Andhra Bank and Corporation Bank will be merged into Union Bank of India. Consolidated Union Bank of India, Andhra Bank and Corporation Bank will become the 5th largest public sector bank with Rs. 14.6 lakh crore business.

Indian Bank will be merged with Allahabad Bank (anchor bank - Indian Bank) - Consolidated Indian Bank and Allahabad Bank will be 7th largest public sector bank with Rs 8.08 lakh crore business.

Similarly, Punjab National Bank will subsume Oriental Bank of Commerce and United Bank.

Some of the other measures envisaged are the following:

1. Non official directors will perform a role analogous to individual directors.

2. PSBs are enabled to do succession planning.

3. Making the management accountable to the board, the board committee of nationalized banks will appraise performance of the General Manager and above including Managing Director.

4. The Chief Risk Officer will be given market linked compensation to attract the best talent.

5. Boards will be given the flexibility to fix sitting fee of individual directors.

6. Boards will have the flexibility to introduce the chief General Manager as per business needs.

Many positive changes are likely to come about, including the following:

1. Reduction in the gross Non Performing Assets (NPAs)

2. Increase in the provision coverage ratio; it being the highest in the 7 years.

3. Increased capital size and enhanced liquidity leading to increased operational strength and improved profitability.

4. Larger reach of the banks resulting in greater financial inclusion and provision of better/greater variety of services for customers.

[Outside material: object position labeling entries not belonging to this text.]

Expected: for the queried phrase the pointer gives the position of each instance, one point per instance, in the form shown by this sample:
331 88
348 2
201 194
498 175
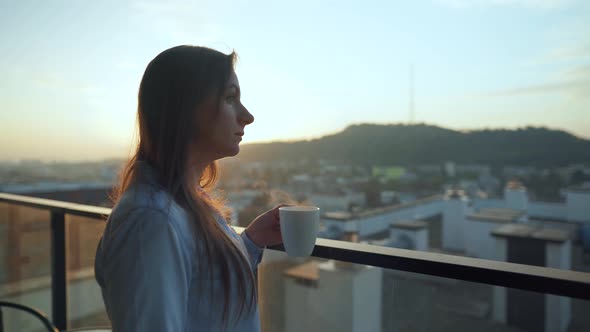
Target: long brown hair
174 85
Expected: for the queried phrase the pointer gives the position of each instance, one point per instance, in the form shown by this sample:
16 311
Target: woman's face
222 128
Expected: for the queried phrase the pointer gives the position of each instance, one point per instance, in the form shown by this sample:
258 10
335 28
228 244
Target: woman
168 260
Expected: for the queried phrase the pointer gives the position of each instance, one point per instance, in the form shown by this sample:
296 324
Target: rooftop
498 215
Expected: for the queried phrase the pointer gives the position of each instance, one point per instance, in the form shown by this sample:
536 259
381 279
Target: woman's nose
246 117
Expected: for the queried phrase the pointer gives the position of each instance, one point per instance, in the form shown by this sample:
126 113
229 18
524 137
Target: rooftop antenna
411 105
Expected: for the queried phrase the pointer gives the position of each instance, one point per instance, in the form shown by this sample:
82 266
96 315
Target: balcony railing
516 276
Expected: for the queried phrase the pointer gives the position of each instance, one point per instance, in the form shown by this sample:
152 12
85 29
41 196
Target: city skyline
71 70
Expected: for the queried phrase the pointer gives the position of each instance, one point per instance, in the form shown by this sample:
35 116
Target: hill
399 144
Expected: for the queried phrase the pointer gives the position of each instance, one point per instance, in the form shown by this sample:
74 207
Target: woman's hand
265 230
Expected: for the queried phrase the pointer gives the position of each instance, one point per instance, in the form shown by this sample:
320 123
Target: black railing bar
59 292
57 206
527 277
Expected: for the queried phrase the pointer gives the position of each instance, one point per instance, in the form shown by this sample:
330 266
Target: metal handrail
526 277
35 312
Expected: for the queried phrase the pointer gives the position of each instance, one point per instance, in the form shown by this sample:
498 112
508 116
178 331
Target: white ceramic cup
299 229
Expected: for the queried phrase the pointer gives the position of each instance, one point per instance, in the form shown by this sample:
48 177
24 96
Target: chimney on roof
516 197
456 206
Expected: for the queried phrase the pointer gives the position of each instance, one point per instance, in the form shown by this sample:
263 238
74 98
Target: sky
70 70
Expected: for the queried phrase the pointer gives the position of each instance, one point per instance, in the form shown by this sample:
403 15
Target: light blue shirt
147 265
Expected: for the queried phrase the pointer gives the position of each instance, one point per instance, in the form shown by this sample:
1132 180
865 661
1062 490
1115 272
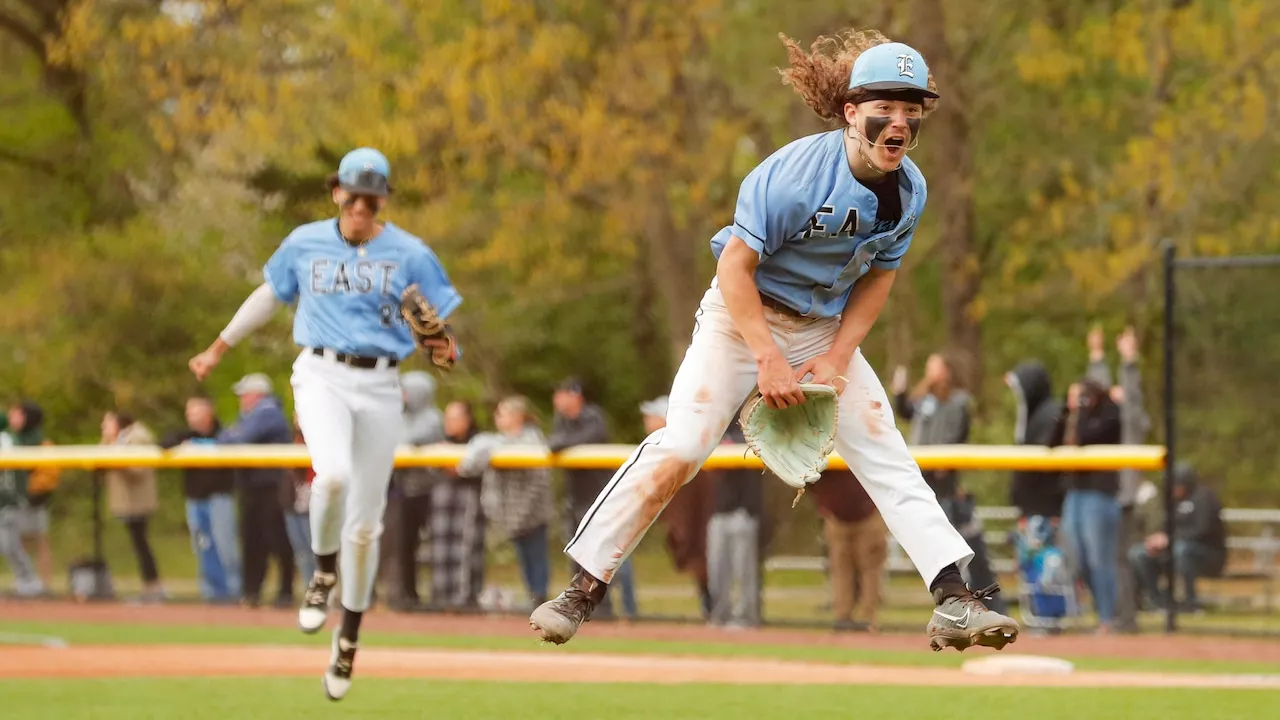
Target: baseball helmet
365 171
891 67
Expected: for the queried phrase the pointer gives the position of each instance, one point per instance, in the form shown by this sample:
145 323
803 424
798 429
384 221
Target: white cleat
337 678
315 604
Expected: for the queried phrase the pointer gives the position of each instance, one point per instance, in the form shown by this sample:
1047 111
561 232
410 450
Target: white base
1018 665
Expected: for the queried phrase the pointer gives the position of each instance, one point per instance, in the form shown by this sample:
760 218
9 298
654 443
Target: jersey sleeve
771 206
891 258
280 270
425 270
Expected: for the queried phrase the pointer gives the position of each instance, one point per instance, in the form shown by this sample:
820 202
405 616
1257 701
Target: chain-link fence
1223 355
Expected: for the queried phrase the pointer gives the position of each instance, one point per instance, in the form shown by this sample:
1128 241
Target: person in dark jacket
1091 511
210 507
579 422
263 533
938 411
1200 541
1038 417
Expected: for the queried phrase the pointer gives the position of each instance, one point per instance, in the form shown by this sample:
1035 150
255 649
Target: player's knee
362 533
330 484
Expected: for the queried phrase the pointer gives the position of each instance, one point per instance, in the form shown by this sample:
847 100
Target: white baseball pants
352 422
713 381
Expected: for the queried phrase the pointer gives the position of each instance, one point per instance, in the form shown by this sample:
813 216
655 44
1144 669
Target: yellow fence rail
599 456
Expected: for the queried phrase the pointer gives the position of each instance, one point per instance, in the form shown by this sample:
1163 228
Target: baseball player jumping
819 231
368 295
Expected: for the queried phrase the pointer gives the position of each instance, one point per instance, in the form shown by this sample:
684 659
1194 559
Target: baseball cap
366 172
252 383
570 384
656 408
891 65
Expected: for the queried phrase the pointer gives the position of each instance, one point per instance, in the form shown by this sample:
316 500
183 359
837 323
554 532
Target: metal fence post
1170 432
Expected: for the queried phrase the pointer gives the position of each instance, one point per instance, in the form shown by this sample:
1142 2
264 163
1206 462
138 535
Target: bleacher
1252 542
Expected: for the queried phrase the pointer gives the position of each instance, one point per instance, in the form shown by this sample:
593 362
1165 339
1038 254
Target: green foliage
570 160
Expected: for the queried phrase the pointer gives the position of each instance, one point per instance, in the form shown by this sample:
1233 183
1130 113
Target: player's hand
824 370
777 382
205 363
1095 342
899 384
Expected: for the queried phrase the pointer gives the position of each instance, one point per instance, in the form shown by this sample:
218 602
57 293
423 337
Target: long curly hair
821 74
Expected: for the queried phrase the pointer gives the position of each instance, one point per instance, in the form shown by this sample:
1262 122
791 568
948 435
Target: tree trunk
951 190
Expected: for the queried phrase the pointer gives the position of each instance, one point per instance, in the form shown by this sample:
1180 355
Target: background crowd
1107 524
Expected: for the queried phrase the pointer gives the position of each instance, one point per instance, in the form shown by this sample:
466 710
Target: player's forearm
862 310
736 277
256 310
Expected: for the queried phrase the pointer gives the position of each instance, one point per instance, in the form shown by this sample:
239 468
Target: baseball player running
365 294
819 231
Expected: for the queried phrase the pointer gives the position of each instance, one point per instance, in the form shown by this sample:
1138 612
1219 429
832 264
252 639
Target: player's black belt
780 306
361 361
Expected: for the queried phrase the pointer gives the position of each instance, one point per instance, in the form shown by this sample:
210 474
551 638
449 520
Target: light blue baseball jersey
814 224
348 297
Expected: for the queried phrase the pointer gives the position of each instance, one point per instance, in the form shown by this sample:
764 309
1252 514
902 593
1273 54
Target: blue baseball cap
365 171
891 65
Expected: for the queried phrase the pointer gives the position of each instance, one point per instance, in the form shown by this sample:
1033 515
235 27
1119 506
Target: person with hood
210 507
132 496
17 429
1091 513
424 424
1134 425
40 491
1034 492
1198 547
938 410
517 500
263 533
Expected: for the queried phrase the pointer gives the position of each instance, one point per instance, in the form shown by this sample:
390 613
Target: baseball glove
792 442
429 331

5. Enhanced risk appetite and a strong national and global presence of Indian PSBs.

The government is reassuring that while the banks will grow and some rationalisation of operations will take place, no employees will be retrenched. Else, the entire exercise could prove to be counterproductive in the present atmosphere of gloom surrounding job losses across sectors.

This major reform has the potential to generate new vigour in the Indian economy and enable it to become a USD 5 trillion economy.